Now Peter knows that $x$ is a factor of $2002$: if $x$ didn't divide $2002$, Sam would know that $2002$ wasn't $xy$, so he would know $y=2002-x$.

Peter: I don't know your number.

The same reasoning tells Sam that $y$ is a divisor of $2002$. It also tells him that $2002-y$ is a divisor as well: if it wasn't, then Peter would reason that $2002-y$ couldn't be Sam's number $x$ (since Peter knew Sam's number was a divisor), so that $2002$ couldn't be $x+y$, so he would know $x=2002/y$. The only $y$ for which both $y$ and $(2002-y)$ divide $2002$ is $y=1001$.

He knows it is 1001.

Peter: Now I know your number.

Peter is lying/mistaken. Both $(x,y)=(2,1001)$ and $(x,y)=(1001,1001)$ are consistent with the first three statements. Basically, Peter had enough info to deduce that Sam knew $y$ even before Sam said his second sentence, so Sam saying "I know $y$" told Peter nothing.
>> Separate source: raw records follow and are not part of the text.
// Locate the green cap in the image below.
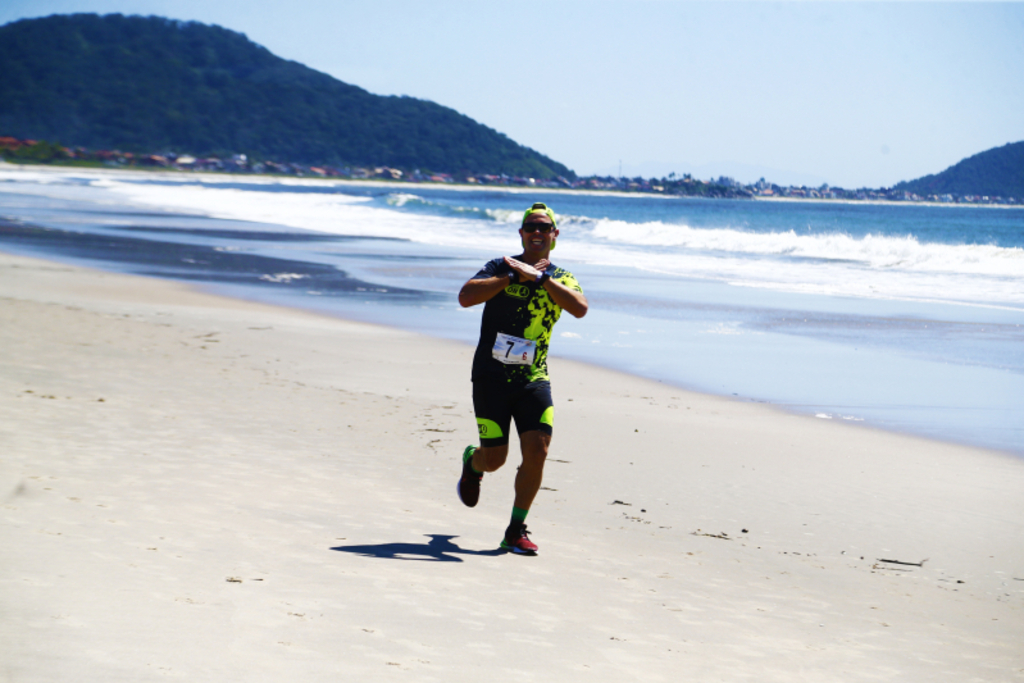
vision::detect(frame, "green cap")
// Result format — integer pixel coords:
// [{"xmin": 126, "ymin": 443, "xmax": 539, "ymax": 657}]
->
[{"xmin": 522, "ymin": 202, "xmax": 557, "ymax": 228}]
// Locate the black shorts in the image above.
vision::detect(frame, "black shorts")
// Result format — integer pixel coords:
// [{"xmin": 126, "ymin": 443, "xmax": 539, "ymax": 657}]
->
[{"xmin": 472, "ymin": 380, "xmax": 554, "ymax": 447}]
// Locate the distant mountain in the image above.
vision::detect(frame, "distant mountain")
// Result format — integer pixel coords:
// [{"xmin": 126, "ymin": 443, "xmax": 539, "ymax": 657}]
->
[
  {"xmin": 0, "ymin": 13, "xmax": 573, "ymax": 178},
  {"xmin": 894, "ymin": 141, "xmax": 1023, "ymax": 199}
]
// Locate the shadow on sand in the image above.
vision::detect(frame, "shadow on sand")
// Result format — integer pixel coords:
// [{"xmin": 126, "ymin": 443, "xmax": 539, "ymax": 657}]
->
[{"xmin": 331, "ymin": 534, "xmax": 506, "ymax": 562}]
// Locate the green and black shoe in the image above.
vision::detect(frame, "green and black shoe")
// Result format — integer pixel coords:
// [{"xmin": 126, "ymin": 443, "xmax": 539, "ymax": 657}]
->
[{"xmin": 456, "ymin": 445, "xmax": 482, "ymax": 508}]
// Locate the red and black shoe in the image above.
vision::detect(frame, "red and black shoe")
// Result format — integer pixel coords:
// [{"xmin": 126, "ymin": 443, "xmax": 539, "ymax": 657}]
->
[
  {"xmin": 501, "ymin": 523, "xmax": 538, "ymax": 555},
  {"xmin": 456, "ymin": 445, "xmax": 482, "ymax": 508}
]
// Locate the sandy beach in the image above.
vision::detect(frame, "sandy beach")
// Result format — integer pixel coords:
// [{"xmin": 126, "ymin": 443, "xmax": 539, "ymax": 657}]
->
[{"xmin": 1, "ymin": 250, "xmax": 1022, "ymax": 682}]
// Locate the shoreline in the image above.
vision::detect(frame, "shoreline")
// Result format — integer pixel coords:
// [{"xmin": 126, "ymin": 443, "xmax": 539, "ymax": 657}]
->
[
  {"xmin": 2, "ymin": 163, "xmax": 1022, "ymax": 456},
  {"xmin": 2, "ymin": 250, "xmax": 1022, "ymax": 680},
  {"xmin": 0, "ymin": 246, "xmax": 1019, "ymax": 468},
  {"xmin": 1, "ymin": 164, "xmax": 1021, "ymax": 456},
  {"xmin": 3, "ymin": 239, "xmax": 1018, "ymax": 459}
]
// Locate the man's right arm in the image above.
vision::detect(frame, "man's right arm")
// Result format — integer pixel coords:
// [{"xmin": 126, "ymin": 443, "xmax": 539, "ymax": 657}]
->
[{"xmin": 458, "ymin": 273, "xmax": 511, "ymax": 308}]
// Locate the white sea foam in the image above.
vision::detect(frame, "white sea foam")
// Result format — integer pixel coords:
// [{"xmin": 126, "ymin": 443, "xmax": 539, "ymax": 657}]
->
[
  {"xmin": 362, "ymin": 191, "xmax": 1024, "ymax": 281},
  {"xmin": 93, "ymin": 176, "xmax": 520, "ymax": 252},
  {"xmin": 384, "ymin": 192, "xmax": 423, "ymax": 208},
  {"xmin": 4, "ymin": 168, "xmax": 1022, "ymax": 308},
  {"xmin": 259, "ymin": 273, "xmax": 308, "ymax": 283},
  {"xmin": 94, "ymin": 176, "xmax": 1024, "ymax": 307},
  {"xmin": 584, "ymin": 217, "xmax": 1024, "ymax": 276}
]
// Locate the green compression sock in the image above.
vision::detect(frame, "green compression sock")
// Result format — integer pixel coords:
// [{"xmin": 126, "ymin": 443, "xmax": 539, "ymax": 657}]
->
[
  {"xmin": 511, "ymin": 506, "xmax": 529, "ymax": 526},
  {"xmin": 463, "ymin": 445, "xmax": 482, "ymax": 474}
]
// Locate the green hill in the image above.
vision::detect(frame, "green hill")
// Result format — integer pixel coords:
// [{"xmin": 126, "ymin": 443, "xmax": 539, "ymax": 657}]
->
[
  {"xmin": 893, "ymin": 141, "xmax": 1024, "ymax": 199},
  {"xmin": 0, "ymin": 13, "xmax": 574, "ymax": 178}
]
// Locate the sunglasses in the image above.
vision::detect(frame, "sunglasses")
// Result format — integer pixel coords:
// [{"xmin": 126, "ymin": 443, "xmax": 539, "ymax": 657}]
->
[{"xmin": 522, "ymin": 223, "xmax": 555, "ymax": 234}]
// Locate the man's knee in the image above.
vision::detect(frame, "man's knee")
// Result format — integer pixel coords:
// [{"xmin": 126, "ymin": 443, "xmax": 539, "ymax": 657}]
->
[
  {"xmin": 475, "ymin": 444, "xmax": 509, "ymax": 472},
  {"xmin": 520, "ymin": 430, "xmax": 551, "ymax": 467}
]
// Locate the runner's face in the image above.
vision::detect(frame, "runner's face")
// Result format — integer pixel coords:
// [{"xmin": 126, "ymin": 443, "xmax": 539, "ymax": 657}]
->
[{"xmin": 520, "ymin": 220, "xmax": 557, "ymax": 254}]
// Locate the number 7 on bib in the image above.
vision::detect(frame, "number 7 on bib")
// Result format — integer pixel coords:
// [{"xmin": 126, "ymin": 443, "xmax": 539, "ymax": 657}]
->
[{"xmin": 492, "ymin": 332, "xmax": 536, "ymax": 365}]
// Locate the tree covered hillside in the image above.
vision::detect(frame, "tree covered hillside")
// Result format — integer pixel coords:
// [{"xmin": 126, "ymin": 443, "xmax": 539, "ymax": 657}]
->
[
  {"xmin": 894, "ymin": 141, "xmax": 1023, "ymax": 199},
  {"xmin": 0, "ymin": 13, "xmax": 574, "ymax": 178}
]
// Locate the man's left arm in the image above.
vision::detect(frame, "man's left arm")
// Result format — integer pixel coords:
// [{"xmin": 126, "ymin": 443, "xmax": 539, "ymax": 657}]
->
[{"xmin": 542, "ymin": 277, "xmax": 588, "ymax": 318}]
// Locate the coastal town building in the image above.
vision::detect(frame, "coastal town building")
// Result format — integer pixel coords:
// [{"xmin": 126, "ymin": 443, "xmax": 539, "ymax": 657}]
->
[{"xmin": 0, "ymin": 136, "xmax": 1018, "ymax": 206}]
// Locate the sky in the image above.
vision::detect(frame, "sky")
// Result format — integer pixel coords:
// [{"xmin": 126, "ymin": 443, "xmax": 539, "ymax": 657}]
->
[{"xmin": 2, "ymin": 1, "xmax": 1022, "ymax": 188}]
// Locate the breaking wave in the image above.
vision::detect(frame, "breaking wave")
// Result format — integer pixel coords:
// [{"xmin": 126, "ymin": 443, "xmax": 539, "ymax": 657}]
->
[
  {"xmin": 5, "ymin": 169, "xmax": 1019, "ymax": 306},
  {"xmin": 582, "ymin": 217, "xmax": 1023, "ymax": 277}
]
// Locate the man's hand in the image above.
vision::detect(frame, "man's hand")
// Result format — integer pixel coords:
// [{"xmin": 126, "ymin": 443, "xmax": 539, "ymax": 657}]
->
[
  {"xmin": 505, "ymin": 256, "xmax": 587, "ymax": 318},
  {"xmin": 458, "ymin": 257, "xmax": 563, "ymax": 309},
  {"xmin": 505, "ymin": 256, "xmax": 549, "ymax": 282},
  {"xmin": 459, "ymin": 257, "xmax": 524, "ymax": 307}
]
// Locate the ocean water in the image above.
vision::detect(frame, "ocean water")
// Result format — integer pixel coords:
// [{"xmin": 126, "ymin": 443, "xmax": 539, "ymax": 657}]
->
[{"xmin": 2, "ymin": 165, "xmax": 1022, "ymax": 455}]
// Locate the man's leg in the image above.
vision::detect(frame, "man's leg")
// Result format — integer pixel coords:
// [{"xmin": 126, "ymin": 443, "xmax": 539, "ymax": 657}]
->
[
  {"xmin": 513, "ymin": 430, "xmax": 550, "ymax": 511},
  {"xmin": 472, "ymin": 444, "xmax": 509, "ymax": 473},
  {"xmin": 456, "ymin": 443, "xmax": 507, "ymax": 508},
  {"xmin": 501, "ymin": 429, "xmax": 550, "ymax": 555},
  {"xmin": 459, "ymin": 381, "xmax": 512, "ymax": 508},
  {"xmin": 469, "ymin": 428, "xmax": 548, "ymax": 502}
]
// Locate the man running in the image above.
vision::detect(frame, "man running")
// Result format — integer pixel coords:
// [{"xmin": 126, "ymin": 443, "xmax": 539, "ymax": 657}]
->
[{"xmin": 456, "ymin": 202, "xmax": 588, "ymax": 555}]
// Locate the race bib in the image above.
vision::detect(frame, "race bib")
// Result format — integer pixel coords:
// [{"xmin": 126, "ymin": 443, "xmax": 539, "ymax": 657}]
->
[{"xmin": 492, "ymin": 332, "xmax": 536, "ymax": 365}]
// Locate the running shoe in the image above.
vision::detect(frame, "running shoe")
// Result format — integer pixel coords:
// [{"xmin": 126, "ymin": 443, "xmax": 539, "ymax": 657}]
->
[
  {"xmin": 456, "ymin": 445, "xmax": 482, "ymax": 508},
  {"xmin": 500, "ymin": 523, "xmax": 538, "ymax": 555}
]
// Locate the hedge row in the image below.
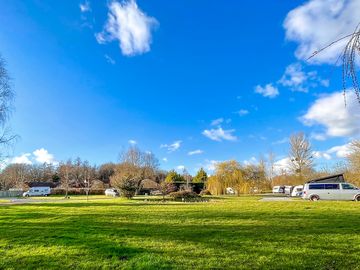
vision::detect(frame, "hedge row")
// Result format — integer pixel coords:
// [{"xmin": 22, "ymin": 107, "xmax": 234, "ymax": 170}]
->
[{"xmin": 51, "ymin": 188, "xmax": 105, "ymax": 195}]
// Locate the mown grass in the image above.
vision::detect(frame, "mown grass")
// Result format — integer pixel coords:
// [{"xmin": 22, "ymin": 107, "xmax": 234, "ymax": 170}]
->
[{"xmin": 0, "ymin": 196, "xmax": 359, "ymax": 269}]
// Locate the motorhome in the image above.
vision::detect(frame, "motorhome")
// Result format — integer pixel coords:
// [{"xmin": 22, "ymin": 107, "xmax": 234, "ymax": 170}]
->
[
  {"xmin": 23, "ymin": 186, "xmax": 51, "ymax": 197},
  {"xmin": 302, "ymin": 182, "xmax": 360, "ymax": 201}
]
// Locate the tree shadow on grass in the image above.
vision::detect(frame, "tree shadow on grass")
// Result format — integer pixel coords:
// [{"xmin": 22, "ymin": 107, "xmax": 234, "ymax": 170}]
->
[{"xmin": 1, "ymin": 209, "xmax": 359, "ymax": 269}]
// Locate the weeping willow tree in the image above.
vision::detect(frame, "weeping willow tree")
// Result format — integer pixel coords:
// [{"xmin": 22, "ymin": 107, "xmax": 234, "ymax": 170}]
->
[{"xmin": 309, "ymin": 24, "xmax": 360, "ymax": 103}]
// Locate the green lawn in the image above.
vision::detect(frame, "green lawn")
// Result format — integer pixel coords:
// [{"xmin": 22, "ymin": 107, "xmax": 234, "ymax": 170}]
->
[{"xmin": 0, "ymin": 196, "xmax": 359, "ymax": 269}]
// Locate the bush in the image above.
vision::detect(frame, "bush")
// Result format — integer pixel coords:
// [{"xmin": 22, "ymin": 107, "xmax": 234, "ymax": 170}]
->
[
  {"xmin": 200, "ymin": 190, "xmax": 212, "ymax": 196},
  {"xmin": 51, "ymin": 188, "xmax": 105, "ymax": 196},
  {"xmin": 169, "ymin": 190, "xmax": 201, "ymax": 201}
]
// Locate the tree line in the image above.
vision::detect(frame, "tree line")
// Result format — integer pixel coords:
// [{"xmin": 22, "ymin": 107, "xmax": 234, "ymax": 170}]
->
[{"xmin": 1, "ymin": 134, "xmax": 360, "ymax": 197}]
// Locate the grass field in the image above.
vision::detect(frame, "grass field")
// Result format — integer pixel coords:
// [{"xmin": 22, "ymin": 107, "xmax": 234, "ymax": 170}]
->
[{"xmin": 0, "ymin": 196, "xmax": 359, "ymax": 269}]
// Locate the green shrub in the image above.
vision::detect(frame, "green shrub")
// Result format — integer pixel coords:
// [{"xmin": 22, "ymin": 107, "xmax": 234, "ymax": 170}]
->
[
  {"xmin": 169, "ymin": 190, "xmax": 201, "ymax": 201},
  {"xmin": 51, "ymin": 188, "xmax": 105, "ymax": 195}
]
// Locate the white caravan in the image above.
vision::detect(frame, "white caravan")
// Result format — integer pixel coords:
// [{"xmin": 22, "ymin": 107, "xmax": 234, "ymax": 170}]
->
[
  {"xmin": 272, "ymin": 186, "xmax": 284, "ymax": 193},
  {"xmin": 291, "ymin": 185, "xmax": 303, "ymax": 197},
  {"xmin": 23, "ymin": 187, "xmax": 51, "ymax": 197},
  {"xmin": 302, "ymin": 182, "xmax": 360, "ymax": 201}
]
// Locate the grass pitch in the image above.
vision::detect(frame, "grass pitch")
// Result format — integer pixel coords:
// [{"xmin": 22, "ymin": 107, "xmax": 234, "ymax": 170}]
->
[{"xmin": 0, "ymin": 196, "xmax": 359, "ymax": 269}]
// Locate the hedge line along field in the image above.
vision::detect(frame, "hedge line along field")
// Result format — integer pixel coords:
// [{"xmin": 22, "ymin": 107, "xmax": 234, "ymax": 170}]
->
[{"xmin": 0, "ymin": 196, "xmax": 359, "ymax": 269}]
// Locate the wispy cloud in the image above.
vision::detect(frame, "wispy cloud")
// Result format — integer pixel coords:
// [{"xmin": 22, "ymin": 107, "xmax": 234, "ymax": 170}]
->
[
  {"xmin": 236, "ymin": 109, "xmax": 249, "ymax": 116},
  {"xmin": 104, "ymin": 54, "xmax": 116, "ymax": 64},
  {"xmin": 272, "ymin": 137, "xmax": 288, "ymax": 145},
  {"xmin": 211, "ymin": 118, "xmax": 224, "ymax": 126},
  {"xmin": 96, "ymin": 0, "xmax": 158, "ymax": 56},
  {"xmin": 202, "ymin": 127, "xmax": 237, "ymax": 142},
  {"xmin": 254, "ymin": 84, "xmax": 279, "ymax": 98},
  {"xmin": 128, "ymin": 139, "xmax": 137, "ymax": 145},
  {"xmin": 79, "ymin": 1, "xmax": 91, "ymax": 13},
  {"xmin": 161, "ymin": 141, "xmax": 182, "ymax": 153},
  {"xmin": 188, "ymin": 150, "xmax": 204, "ymax": 156},
  {"xmin": 278, "ymin": 63, "xmax": 329, "ymax": 92}
]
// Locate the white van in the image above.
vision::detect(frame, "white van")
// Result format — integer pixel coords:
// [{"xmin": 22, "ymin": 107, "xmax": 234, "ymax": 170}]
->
[
  {"xmin": 23, "ymin": 187, "xmax": 51, "ymax": 197},
  {"xmin": 302, "ymin": 182, "xmax": 360, "ymax": 201},
  {"xmin": 291, "ymin": 185, "xmax": 303, "ymax": 197}
]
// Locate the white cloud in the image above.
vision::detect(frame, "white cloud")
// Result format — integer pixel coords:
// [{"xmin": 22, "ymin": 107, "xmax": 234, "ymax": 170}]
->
[
  {"xmin": 236, "ymin": 109, "xmax": 249, "ymax": 116},
  {"xmin": 312, "ymin": 151, "xmax": 332, "ymax": 160},
  {"xmin": 161, "ymin": 141, "xmax": 182, "ymax": 153},
  {"xmin": 310, "ymin": 133, "xmax": 327, "ymax": 141},
  {"xmin": 7, "ymin": 148, "xmax": 57, "ymax": 166},
  {"xmin": 104, "ymin": 54, "xmax": 116, "ymax": 65},
  {"xmin": 284, "ymin": 0, "xmax": 360, "ymax": 64},
  {"xmin": 177, "ymin": 165, "xmax": 185, "ymax": 171},
  {"xmin": 128, "ymin": 139, "xmax": 137, "ymax": 145},
  {"xmin": 33, "ymin": 148, "xmax": 58, "ymax": 165},
  {"xmin": 79, "ymin": 1, "xmax": 91, "ymax": 13},
  {"xmin": 274, "ymin": 157, "xmax": 291, "ymax": 175},
  {"xmin": 243, "ymin": 157, "xmax": 257, "ymax": 166},
  {"xmin": 203, "ymin": 160, "xmax": 221, "ymax": 172},
  {"xmin": 312, "ymin": 143, "xmax": 352, "ymax": 160},
  {"xmin": 162, "ymin": 158, "xmax": 168, "ymax": 162},
  {"xmin": 211, "ymin": 118, "xmax": 224, "ymax": 126},
  {"xmin": 278, "ymin": 63, "xmax": 329, "ymax": 92},
  {"xmin": 96, "ymin": 0, "xmax": 158, "ymax": 56},
  {"xmin": 254, "ymin": 84, "xmax": 279, "ymax": 98},
  {"xmin": 11, "ymin": 153, "xmax": 32, "ymax": 165},
  {"xmin": 202, "ymin": 127, "xmax": 237, "ymax": 142},
  {"xmin": 301, "ymin": 91, "xmax": 360, "ymax": 138},
  {"xmin": 326, "ymin": 143, "xmax": 352, "ymax": 158},
  {"xmin": 188, "ymin": 150, "xmax": 204, "ymax": 156}
]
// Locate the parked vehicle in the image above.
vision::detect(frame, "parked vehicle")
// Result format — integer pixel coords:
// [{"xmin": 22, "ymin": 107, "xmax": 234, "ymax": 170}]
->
[
  {"xmin": 105, "ymin": 188, "xmax": 119, "ymax": 197},
  {"xmin": 226, "ymin": 187, "xmax": 236, "ymax": 195},
  {"xmin": 150, "ymin": 190, "xmax": 162, "ymax": 196},
  {"xmin": 291, "ymin": 185, "xmax": 303, "ymax": 197},
  {"xmin": 284, "ymin": 186, "xmax": 293, "ymax": 196},
  {"xmin": 302, "ymin": 182, "xmax": 360, "ymax": 201},
  {"xmin": 272, "ymin": 186, "xmax": 284, "ymax": 194},
  {"xmin": 23, "ymin": 187, "xmax": 51, "ymax": 197}
]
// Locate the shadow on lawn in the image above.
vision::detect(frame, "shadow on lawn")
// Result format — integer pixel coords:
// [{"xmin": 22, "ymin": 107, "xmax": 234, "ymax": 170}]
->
[{"xmin": 1, "ymin": 206, "xmax": 360, "ymax": 269}]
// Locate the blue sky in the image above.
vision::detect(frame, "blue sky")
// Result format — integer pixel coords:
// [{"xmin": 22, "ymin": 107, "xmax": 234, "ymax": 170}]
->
[{"xmin": 0, "ymin": 0, "xmax": 359, "ymax": 174}]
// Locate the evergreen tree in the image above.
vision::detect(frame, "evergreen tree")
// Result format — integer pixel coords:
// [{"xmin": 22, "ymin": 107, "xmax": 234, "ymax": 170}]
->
[{"xmin": 192, "ymin": 168, "xmax": 208, "ymax": 183}]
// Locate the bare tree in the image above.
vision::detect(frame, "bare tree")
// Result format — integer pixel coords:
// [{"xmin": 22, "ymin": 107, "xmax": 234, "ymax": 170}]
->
[
  {"xmin": 114, "ymin": 146, "xmax": 159, "ymax": 194},
  {"xmin": 0, "ymin": 54, "xmax": 16, "ymax": 159},
  {"xmin": 267, "ymin": 150, "xmax": 276, "ymax": 183},
  {"xmin": 348, "ymin": 140, "xmax": 360, "ymax": 172},
  {"xmin": 59, "ymin": 160, "xmax": 72, "ymax": 198},
  {"xmin": 288, "ymin": 133, "xmax": 314, "ymax": 180}
]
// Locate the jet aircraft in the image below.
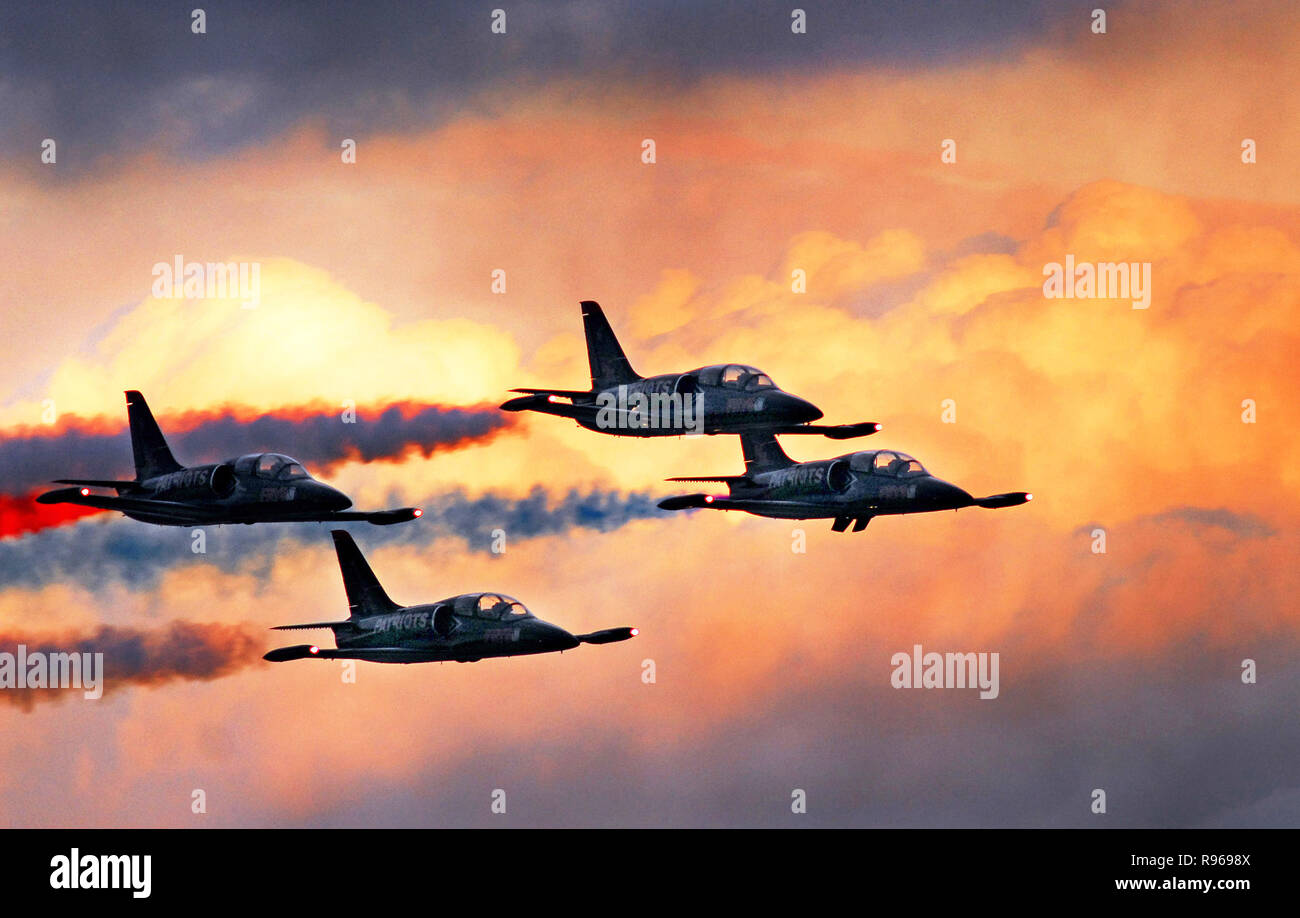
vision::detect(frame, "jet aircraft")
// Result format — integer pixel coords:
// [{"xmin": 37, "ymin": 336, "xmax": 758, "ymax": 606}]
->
[
  {"xmin": 658, "ymin": 432, "xmax": 1031, "ymax": 532},
  {"xmin": 264, "ymin": 530, "xmax": 637, "ymax": 663},
  {"xmin": 501, "ymin": 300, "xmax": 880, "ymax": 439},
  {"xmin": 36, "ymin": 391, "xmax": 422, "ymax": 526}
]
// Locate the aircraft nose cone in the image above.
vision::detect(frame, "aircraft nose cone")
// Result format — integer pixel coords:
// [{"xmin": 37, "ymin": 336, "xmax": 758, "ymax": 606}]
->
[
  {"xmin": 793, "ymin": 396, "xmax": 823, "ymax": 423},
  {"xmin": 322, "ymin": 486, "xmax": 352, "ymax": 511},
  {"xmin": 929, "ymin": 479, "xmax": 973, "ymax": 508},
  {"xmin": 538, "ymin": 622, "xmax": 580, "ymax": 651},
  {"xmin": 770, "ymin": 392, "xmax": 823, "ymax": 424}
]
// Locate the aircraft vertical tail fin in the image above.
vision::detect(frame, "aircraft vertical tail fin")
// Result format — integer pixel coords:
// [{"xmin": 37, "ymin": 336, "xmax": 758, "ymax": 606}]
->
[
  {"xmin": 125, "ymin": 390, "xmax": 183, "ymax": 480},
  {"xmin": 331, "ymin": 530, "xmax": 401, "ymax": 618},
  {"xmin": 739, "ymin": 432, "xmax": 796, "ymax": 475},
  {"xmin": 581, "ymin": 300, "xmax": 640, "ymax": 388}
]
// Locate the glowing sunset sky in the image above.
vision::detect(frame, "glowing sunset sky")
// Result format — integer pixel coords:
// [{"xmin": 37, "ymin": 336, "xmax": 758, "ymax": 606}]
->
[{"xmin": 1, "ymin": 0, "xmax": 1297, "ymax": 827}]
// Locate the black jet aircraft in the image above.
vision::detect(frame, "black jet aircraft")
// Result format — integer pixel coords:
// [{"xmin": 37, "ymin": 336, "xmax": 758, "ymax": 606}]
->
[
  {"xmin": 501, "ymin": 300, "xmax": 880, "ymax": 439},
  {"xmin": 36, "ymin": 391, "xmax": 422, "ymax": 527},
  {"xmin": 658, "ymin": 432, "xmax": 1031, "ymax": 532},
  {"xmin": 264, "ymin": 531, "xmax": 637, "ymax": 663}
]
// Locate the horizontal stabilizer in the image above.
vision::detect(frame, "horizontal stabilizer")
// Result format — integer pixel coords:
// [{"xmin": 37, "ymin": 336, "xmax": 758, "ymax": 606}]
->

Thus, we can conclude that either Sam, Peter, or your friend are irrational or sinister.

• I think you are right. The only way the the first 2 comments can occur is if $y=1001$. And indeed, this does not help Peter that Sam worked this out... Sam could still have either $2$ or $1001$ and there does not seem to be anything that disambiguates it... – d'alar'cop Apr 16 '15 at 2:52
• But if $x=1001$ then peter in the end will not know be able to decide whether $x=2$ or $x=1001$ and hence the above conversation will not take place , but if $x=2$ Peter will know that $x=2$ – user11489 Apr 16 '15 at 15:59
• @user11489 "if $x = 2$ Peter will know that $x = 2$" -- how does $x = 2$ look any different to Peter than $x = 1001$? They're both consistent with Sarah's number and the first three statements. – Joe Lee-Moyet Apr 16 '15 at 16:47
• also don't forget 2000 + 2 is also 2002, so if peter has x = 2 sam's number can be 1001 or 2000. so sam therefore stil doesn't know if it's a devisor so none of them knows right? – Vincent Apr 17 '15 at 13:45

Given Sam's number is $x$ and Peter's number is $y$, most people seem to be working from the following premises:

• $x, y \in \mathbb{N}$ where $\mathbb{N}$ is the natural integers; $\mathbb{N} = \{1, 2, ...\}$
• $2002 = x + y \lor 2002 = xy$

If that's correct then you must agree with Mike Earnest's answer or be logically impaired. A stricter reading of the problem provides these premises:

• $x \in \mathbb{N} = \{1, 2, ...\}$
• $y \in \mathbb{R}$ where $\mathbb{R}$ is the set of all real numbers
• $2002 = x + y \lor 2002 = xy$

We can intuitively (and logically) exclude more interesting numbers (complex, imaginary, etc.) for the value of $y$. I've omitted that here.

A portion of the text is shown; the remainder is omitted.